Device type: Raspberry Pi (v1 / Zero / Zero W)
OS version: balenaOS 2.46.1+rev1
Supervisor version: 10.6.27

Hi, We have had several instances where the device stops responding. It still shows up as online but we cannot connect to it and it seems that at least one of the containers is no longer functioning.

After having the customer power cycle the device, we look at the previous boot journal via journalctl -b -1 and can see:

Apr 02 16:54:55 3bff1dd balenad[1390]: Failed to start containerd: timeout waiting for containerd to start
Apr 02 16:54:56 3bff1dd resin-supervisor[1379]: Cannot connect to the balenaEngine daemon at unix:///var/run/balena-engine.sock. Is the balenaEngine daemon running?
Apr 02 16:54:56 3bff1dd systemd[1]: balena.service: Main process exited, code=exited, status=1/FAILURE
Apr 02 16:54:56 3bff1dd systemd[1]: balena.service: Failed with result 'exit-code'.
Apr 02 16:54:57 3bff1dd wpa_supplicant[876]: wlan0: CTRL-EVENT-SUBNET-STATUS-UPDATE status=0
Apr 02 16:54:56 3bff1dd systemd[1]: Failed to start Balena Application Container Engine.
Apr 02 16:54:58 3bff1dd systemd[1]: resin-supervisor.service: Control process exited, code=exited, status=3/NOTIMPLEMENTED
Apr 02 16:54:58 3bff1dd systemd[1]: resin-supervisor.service: Failed with result 'exit-code'.
Apr 02 16:54:58 3bff1dd systemd[1]: Failed to start Balena supervisor.
Apr 02 16:54:59 3bff1dd resin-supervisor[1875]: activating

This repeats. It’s not often viable to have to ask customer to restart so looking for ideas on how to debug this and make the production more stable with our containers.

Thanks.

Hi there, sorry to hear about these troubles. The original Raspberry Pi 1 and the Pi Zero don’t have a lot of compute power due to their older, single core processor, so that may be the culprit here if you are running multiple containers, and, those containers are running even moderate workloads.

With that said, could you share the output of ‘journalctl -u balena.service -t balenad’ ? That will give us a bit more visibility into what is occurring. Thanks!

Thanks for the response. It happens sporadically and unfortunately we have lost logs for that instance so I will capture the output next time it happens.

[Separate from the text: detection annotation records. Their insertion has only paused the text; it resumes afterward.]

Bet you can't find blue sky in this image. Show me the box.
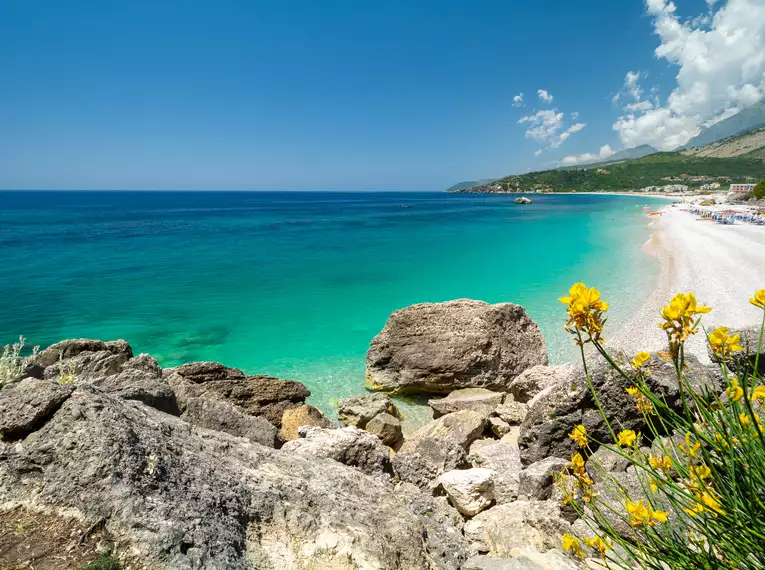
[0,0,765,190]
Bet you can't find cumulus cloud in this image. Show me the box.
[537,89,553,103]
[561,144,614,166]
[518,109,587,149]
[613,0,765,150]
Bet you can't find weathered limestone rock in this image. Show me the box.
[0,385,467,570]
[439,468,494,517]
[509,364,576,403]
[465,501,571,558]
[392,437,468,490]
[428,388,505,418]
[89,354,181,416]
[281,404,332,441]
[164,362,311,428]
[494,400,529,426]
[0,378,74,439]
[518,457,569,501]
[366,412,404,449]
[402,410,486,451]
[282,426,390,475]
[337,393,401,429]
[367,299,547,394]
[181,392,279,447]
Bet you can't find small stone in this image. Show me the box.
[428,388,505,418]
[489,416,511,437]
[518,457,568,501]
[281,404,332,441]
[440,468,494,517]
[494,400,529,426]
[366,412,404,449]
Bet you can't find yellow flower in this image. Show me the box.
[632,352,651,368]
[558,283,608,344]
[616,429,640,447]
[709,327,744,357]
[568,424,587,447]
[648,455,672,473]
[563,533,584,558]
[727,378,744,402]
[626,499,668,526]
[584,536,613,560]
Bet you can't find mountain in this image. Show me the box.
[681,101,765,149]
[446,178,499,192]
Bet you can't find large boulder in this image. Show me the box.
[282,426,390,475]
[281,404,332,441]
[0,385,467,570]
[428,388,505,418]
[439,467,494,517]
[465,500,571,558]
[367,299,547,393]
[519,355,721,465]
[337,392,401,429]
[164,362,311,428]
[0,378,74,439]
[469,440,523,504]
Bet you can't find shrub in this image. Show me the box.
[557,283,765,570]
[0,336,40,388]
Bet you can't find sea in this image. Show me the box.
[0,191,663,408]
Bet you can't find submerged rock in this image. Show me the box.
[0,385,467,570]
[367,299,547,393]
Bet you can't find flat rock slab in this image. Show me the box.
[367,299,547,394]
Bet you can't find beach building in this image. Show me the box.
[730,183,754,192]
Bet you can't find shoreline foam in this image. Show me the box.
[609,202,765,362]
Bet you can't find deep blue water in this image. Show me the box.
[0,192,659,410]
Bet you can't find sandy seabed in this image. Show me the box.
[609,204,765,362]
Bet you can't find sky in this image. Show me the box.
[0,0,765,190]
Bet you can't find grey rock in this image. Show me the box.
[428,388,505,418]
[367,299,547,394]
[518,457,568,494]
[366,412,404,449]
[163,362,311,428]
[0,385,467,570]
[439,467,494,517]
[337,392,401,429]
[392,437,468,490]
[282,426,390,475]
[0,378,74,439]
[469,440,523,504]
[494,400,529,426]
[465,501,571,558]
[281,404,332,441]
[509,364,576,403]
[489,416,512,437]
[402,410,486,450]
[181,392,279,447]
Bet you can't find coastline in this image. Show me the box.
[610,201,765,363]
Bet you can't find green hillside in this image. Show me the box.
[460,152,765,193]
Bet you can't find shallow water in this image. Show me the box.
[0,192,663,411]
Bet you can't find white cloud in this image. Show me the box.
[537,89,553,103]
[561,144,614,166]
[518,109,587,149]
[613,0,765,150]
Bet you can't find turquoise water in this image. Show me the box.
[0,192,661,410]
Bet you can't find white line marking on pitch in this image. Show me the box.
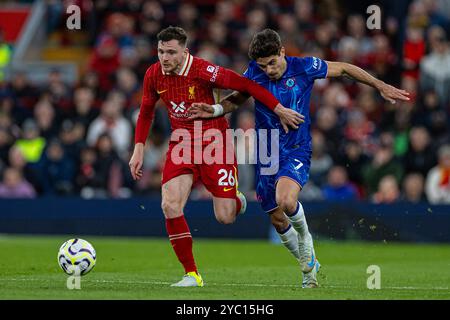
[0,278,450,291]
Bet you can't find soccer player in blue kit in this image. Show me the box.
[190,29,409,288]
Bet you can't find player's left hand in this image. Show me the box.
[378,83,410,104]
[189,102,214,120]
[273,104,305,133]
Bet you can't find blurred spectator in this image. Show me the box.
[33,99,59,140]
[0,126,14,168]
[43,69,72,110]
[314,106,342,158]
[322,166,358,201]
[309,131,333,186]
[425,144,450,204]
[9,72,39,114]
[39,139,75,196]
[75,147,100,198]
[404,127,436,176]
[372,175,400,204]
[0,28,12,82]
[89,36,119,92]
[59,119,86,162]
[116,68,140,109]
[8,146,42,194]
[68,87,98,127]
[402,25,426,79]
[363,141,403,195]
[95,133,126,198]
[402,172,426,203]
[0,168,36,198]
[14,119,46,163]
[420,28,450,105]
[338,140,369,192]
[344,109,375,147]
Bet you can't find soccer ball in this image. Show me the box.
[58,239,96,276]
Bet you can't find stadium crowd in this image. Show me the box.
[0,0,450,204]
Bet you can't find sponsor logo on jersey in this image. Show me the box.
[170,101,186,113]
[189,86,195,99]
[285,78,295,89]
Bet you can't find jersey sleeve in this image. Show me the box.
[134,66,159,144]
[303,57,328,81]
[242,64,253,79]
[198,61,279,110]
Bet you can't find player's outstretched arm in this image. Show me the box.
[189,91,249,119]
[194,66,305,132]
[326,61,409,103]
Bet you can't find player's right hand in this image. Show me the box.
[273,104,305,133]
[188,102,214,120]
[129,143,144,180]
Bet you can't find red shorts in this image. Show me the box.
[161,141,238,199]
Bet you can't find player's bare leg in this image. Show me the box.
[213,191,247,224]
[276,177,320,288]
[269,207,300,261]
[161,174,203,287]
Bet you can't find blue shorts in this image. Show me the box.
[255,152,311,212]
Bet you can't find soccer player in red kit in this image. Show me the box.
[129,27,303,287]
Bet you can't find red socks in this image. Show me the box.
[166,215,197,273]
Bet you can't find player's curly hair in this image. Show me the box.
[156,26,187,46]
[248,29,281,60]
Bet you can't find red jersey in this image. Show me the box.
[135,54,278,143]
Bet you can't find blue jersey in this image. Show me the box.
[244,57,328,212]
[244,56,328,158]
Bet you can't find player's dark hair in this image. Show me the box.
[248,29,281,60]
[156,26,187,46]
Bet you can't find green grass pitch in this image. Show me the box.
[0,235,450,300]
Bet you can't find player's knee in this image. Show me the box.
[276,195,297,213]
[270,214,289,232]
[161,200,181,218]
[216,208,236,224]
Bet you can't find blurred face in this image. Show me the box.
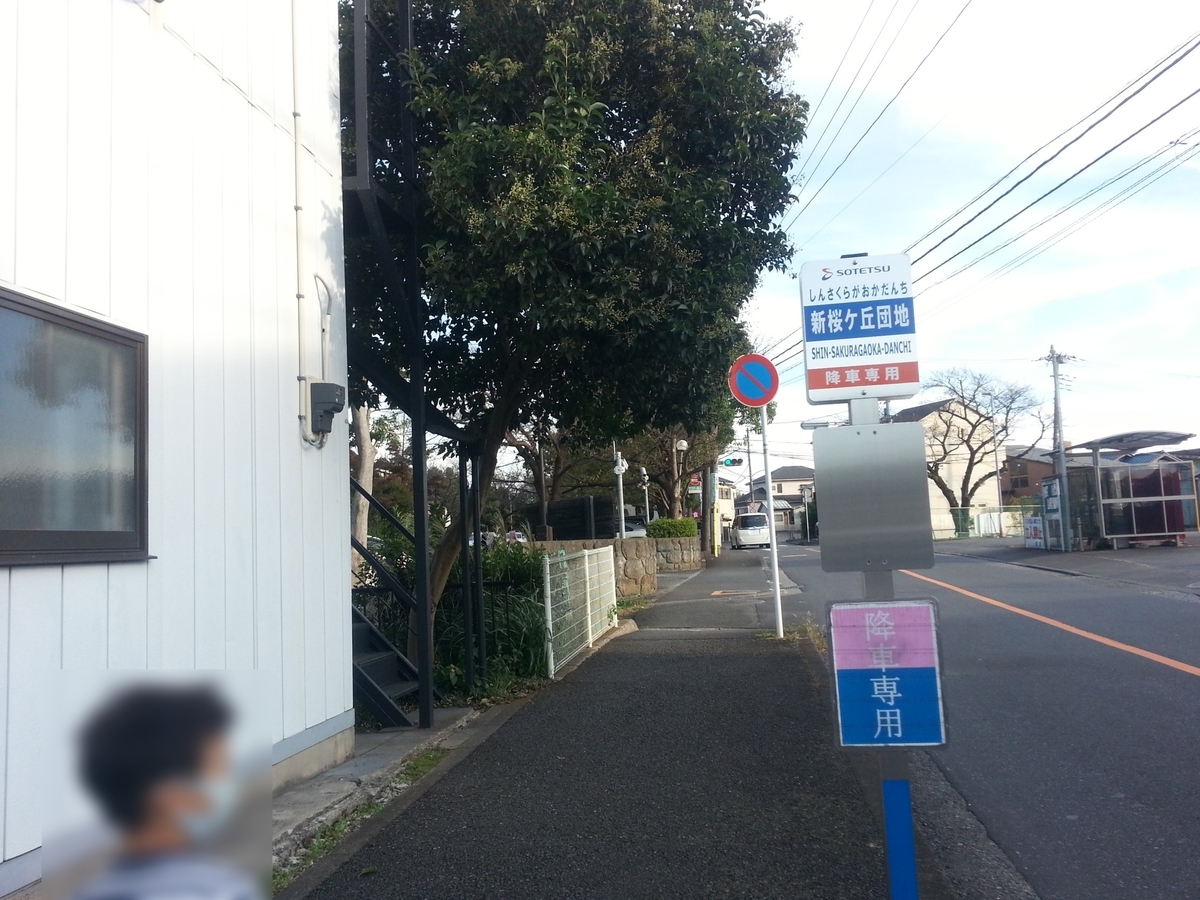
[144,734,230,840]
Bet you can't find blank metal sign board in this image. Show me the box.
[812,422,934,572]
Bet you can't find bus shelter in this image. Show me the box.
[1043,432,1198,550]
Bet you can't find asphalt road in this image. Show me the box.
[758,547,1200,900]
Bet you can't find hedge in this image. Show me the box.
[646,518,700,538]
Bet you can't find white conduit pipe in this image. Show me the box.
[292,0,328,448]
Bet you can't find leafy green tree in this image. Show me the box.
[347,0,808,607]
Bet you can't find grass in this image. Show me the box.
[756,613,829,653]
[271,748,450,894]
[617,596,654,619]
[438,672,550,709]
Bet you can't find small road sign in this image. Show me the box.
[829,598,946,748]
[800,253,920,403]
[730,353,779,407]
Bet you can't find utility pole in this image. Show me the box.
[538,436,550,540]
[612,440,629,540]
[746,428,754,511]
[1039,344,1075,553]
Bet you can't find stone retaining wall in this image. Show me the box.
[536,538,659,598]
[654,538,704,572]
[536,538,704,598]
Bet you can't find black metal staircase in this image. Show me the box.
[353,610,420,727]
[350,478,434,727]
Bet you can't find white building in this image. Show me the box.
[0,0,354,894]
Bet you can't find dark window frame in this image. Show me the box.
[0,288,150,566]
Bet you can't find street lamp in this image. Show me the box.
[672,438,688,515]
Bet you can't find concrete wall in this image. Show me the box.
[0,0,353,894]
[536,538,659,598]
[536,538,704,598]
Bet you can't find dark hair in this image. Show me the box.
[79,685,233,828]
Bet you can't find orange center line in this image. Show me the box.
[900,569,1200,676]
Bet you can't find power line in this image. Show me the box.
[809,0,875,156]
[904,31,1200,253]
[925,128,1200,290]
[800,113,949,252]
[761,325,804,356]
[924,144,1200,318]
[912,84,1200,284]
[912,31,1200,271]
[784,0,900,207]
[796,0,917,210]
[784,0,974,230]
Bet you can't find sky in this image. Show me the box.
[744,0,1200,482]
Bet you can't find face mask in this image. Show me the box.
[180,778,238,844]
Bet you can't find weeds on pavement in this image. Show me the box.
[271,748,450,894]
[757,612,829,653]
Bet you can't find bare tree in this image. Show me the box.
[924,368,1048,525]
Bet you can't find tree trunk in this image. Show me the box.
[350,406,376,576]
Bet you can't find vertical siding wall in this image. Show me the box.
[0,0,352,859]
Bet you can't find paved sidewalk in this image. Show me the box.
[271,708,476,866]
[286,554,948,900]
[934,535,1200,599]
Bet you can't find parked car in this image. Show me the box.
[625,518,646,538]
[730,512,770,550]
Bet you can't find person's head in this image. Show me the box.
[80,685,235,846]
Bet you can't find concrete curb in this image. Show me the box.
[271,709,480,869]
[275,694,536,900]
[554,619,637,682]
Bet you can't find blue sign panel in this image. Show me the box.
[804,296,917,343]
[829,599,946,748]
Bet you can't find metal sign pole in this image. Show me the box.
[758,406,784,637]
[612,451,625,540]
[850,398,917,900]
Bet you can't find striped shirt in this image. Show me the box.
[72,853,263,900]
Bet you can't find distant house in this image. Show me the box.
[1000,446,1054,505]
[736,466,816,528]
[888,400,1003,539]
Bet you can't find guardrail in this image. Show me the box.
[541,547,617,677]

One question: when I issue “top” to look at resource usage, I see that CPU usage is rarely greater than 40%, and memory usage is about 90% (i.e. 10% free). Is that indicative of resource constraints? I have not seen out of memory errors in the logs. Also, is a single-service installation more efficient resource-wise than a multi-service one? If so we can do some experiments to see if we see this when running a single container.

Thanks

Hi there,
yes, multi service requires more resources than single since more resources will be spent to get multiple things concurrently.
So given the low computing power of the device, I would suggest you to try with a single container where possible.